Jan-Ru Wan 萬珍如

Installation Artist & Fiber Art Educator



Taiwan - USA

Artist Statement: Materials, Body, & Culture

One’s culture is imprinted in its mind, and this imprint determines how to perceive things. Through perception, this imprint evolves in every second and every place, refining itself to produce a new experience, and ultimately a new culture. Born in Taiwan, but educated in USA, I have seen many differences between the two places in terms of art, philosophy, politics, and society, but I have also seen that the basic human desires and needs do not drastically differ. These commonalities become the foundation to build my search through my works.

From constructing garment forms to creating body sculptures, and then creating the space embracing the body, I have always dealt with the human body and its perceptions in my work. The body is born in nature and constructed by culture, the dualism of the self and the external. The constant process of reciprocal exchange between these two builds up the world. A space within and around my sculptural installation work is intended to evoke the sense of the body contained and the body projected.

By manipulating common objects I intend to recontextualize and embed them in different kinds of senses and create a new avenue. I have always emphasized on the contrast between the interior and exterior of my work: harshness vs. softness; tension vs. freedom; free floating vs. measuring; compulsive energy vs. imperturbable silence. This gives rise to the simultaneous existence of repulsion and compulsion. All contradictions melt into a new kind of balance.
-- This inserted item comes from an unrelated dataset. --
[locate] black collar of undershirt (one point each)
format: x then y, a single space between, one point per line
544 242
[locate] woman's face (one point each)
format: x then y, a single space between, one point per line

The profusion of materials questions the physical and psychological relationships between the mechanical and organic, the gigantic and the miniature. Besides the aesthetic aspect of repetition, the layer upon layer of time-consuming labor also becomes a personal ritual. The multiplicity of small images, details, and objects that make up the whole reveal the individual and the universal simultaneously. Through this repetition of form and notion, the discrepancy between materials is wedded alchemically to produce a new harmony-- the balance of the chaotic, the sublime and the beautiful.